Sesungguhnya, Al Washliyah memiliki banyak figur yang berjasa dalam upaya merebut, mempertahankan dan mengisi kemerdekaan. Semua pendiri dan tokoh awal Al Washliyah termasuk pejuang kemerdekaan. Mereka di antaranya adalah Ismail Banda, Abdurrahman Sjihab, M. Arsjad Th. Lubis, Udin Sjamsuddin, Baharuddin Ali, O.K.H. Abdul Aziz, Abdul Wahab, Adnan Lubis, M. Ali Hanafiah Lubis dan Bahrum Djamil. Selain mereka, Al Washliyah memiliki sejumlah figur yang melanjutkan perjuangan tokoh-tokoh di atas dimana figur pelanjut tersebut secara aktif menjadi bagian dari penyelenggara negara terutama melalui jalur legislatif di tingkat nasional. Mereka adalah Dja’far Zainuddin, O.K.H. Abdul Aziz, Umaruddin Sjamsuddin, Fathi Dahlan, Muis AY, Harun Amin, Aziddin, M. Kaoy Syah, Abdul Halim Harahap, M. Yusuf Pardamean Nasution, Rijal Sirait, Lukman Hakim Hasibuan, Dedi Iskandar Batubara dan Ahmad Doli Kurnia. Secara langsung maupun tidak langsung, kehadiran mereka di parlemen pusat turut mengharumkan nama organisasi. Mereka dapat dikatakan sebagai pejuang dalam konteks berbangsa dan bernegara.

Tokoh-tokoh awal Al Washliyah ikut merebut dan mempertahankan kemerdekaan Indonesia dengan mengeluarkan fatwa jihad, ikut latihan militer, mengangkat senjata, serta berperang dan bergerilya untuk melawan agresi tentara sekutu yang mendukung penjajahan kembali Belanda di Indonesia. Sebagian dari mereka, karena pro dengan kemerdekaan Indonesia, ditangkap dan dipenjara oleh Belanda dan para pembantunya.
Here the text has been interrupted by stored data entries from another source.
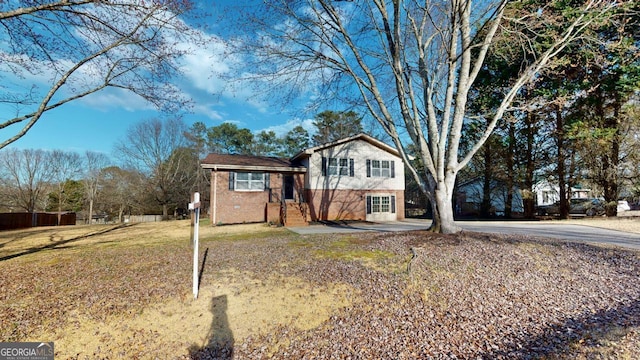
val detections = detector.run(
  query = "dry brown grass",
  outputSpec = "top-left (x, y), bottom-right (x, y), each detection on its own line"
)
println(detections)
top-left (564, 217), bottom-right (640, 234)
top-left (1, 220), bottom-right (639, 359)
top-left (0, 221), bottom-right (352, 359)
top-left (0, 221), bottom-right (280, 259)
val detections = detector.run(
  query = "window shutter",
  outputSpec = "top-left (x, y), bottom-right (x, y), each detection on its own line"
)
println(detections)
top-left (349, 159), bottom-right (354, 177)
top-left (265, 173), bottom-right (270, 190)
top-left (366, 159), bottom-right (371, 177)
top-left (391, 195), bottom-right (396, 213)
top-left (391, 161), bottom-right (395, 178)
top-left (228, 172), bottom-right (235, 190)
top-left (366, 195), bottom-right (372, 214)
top-left (322, 157), bottom-right (327, 176)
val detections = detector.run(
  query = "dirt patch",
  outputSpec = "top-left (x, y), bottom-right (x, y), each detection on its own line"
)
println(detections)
top-left (37, 270), bottom-right (351, 359)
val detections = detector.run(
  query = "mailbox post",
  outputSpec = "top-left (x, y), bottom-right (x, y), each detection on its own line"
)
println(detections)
top-left (188, 192), bottom-right (201, 299)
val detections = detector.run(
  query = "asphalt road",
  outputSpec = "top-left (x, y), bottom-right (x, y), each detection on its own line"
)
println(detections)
top-left (458, 221), bottom-right (640, 250)
top-left (288, 219), bottom-right (640, 250)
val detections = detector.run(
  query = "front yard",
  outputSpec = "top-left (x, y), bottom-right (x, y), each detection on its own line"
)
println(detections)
top-left (1, 220), bottom-right (639, 359)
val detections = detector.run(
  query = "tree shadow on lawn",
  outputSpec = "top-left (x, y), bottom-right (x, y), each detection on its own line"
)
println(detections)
top-left (0, 223), bottom-right (137, 262)
top-left (482, 298), bottom-right (640, 359)
top-left (0, 228), bottom-right (58, 248)
top-left (188, 294), bottom-right (234, 360)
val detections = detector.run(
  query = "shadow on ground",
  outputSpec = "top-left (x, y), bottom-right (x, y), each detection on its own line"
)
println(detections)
top-left (188, 295), bottom-right (234, 359)
top-left (0, 223), bottom-right (135, 262)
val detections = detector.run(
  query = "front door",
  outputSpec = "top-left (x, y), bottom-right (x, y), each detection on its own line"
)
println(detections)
top-left (284, 175), bottom-right (295, 200)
Tokoh berikutnya juga turut melanjutkan perjuangan para tokoh awal tersebut untuk memperjuangkan kepentingan umat Islam dan organisasi Al Washliyah di jalur legislatif.

Selain pejuang dalam konteks kemerdekaan dan kehidupan berbangsa dan bernegara, Al Washliyah juga memiliki sederetan figur yang memperjuangkan kemajuan organisasi. Mereka yang disebut sebagai pejuang organisasi adalah pendiri Al Washliyah, pemimpin Al Washliyah (terutama Ketua Umum dan Sekretaris Jenderal), pimpinan Dewan Fatwa dan Dewan Pertimbangan Al Washliyah, pemimpin majelis/lembaga otonom, pemimpin organisasi bagian Al Washliyah yakni Muslimat, GPA, APA, IPA, HIMMAH, ISARAH dan IGDA, serta para rektor/ketua perguruan tinggi Al Washliyah. Para pemimpin Al Washliyah dan organisasi bagian di tingkat wilayah, daerah, cabang bahkan ranting juga merupakan pejuang organisasi yang tak kalah pentingnya. Terlepas dari kelemahan yang ada, mereka telah sangat berjasa bagi perkembangan dan kemajuan organisasi. Apresiasi terhadap mereka perlu dilakukan, salah satunya adalah dengan cara menuliskan biografi mereka untuk menunjukkan kiprah dan capaian yang berikan demi kemajuan organisasi. Gaya mereka dalam memimpin dan capaian yang dihasilkan akan menjadi teladan dan inspirasi bagi generasi Al Washliyah di masa mendatang.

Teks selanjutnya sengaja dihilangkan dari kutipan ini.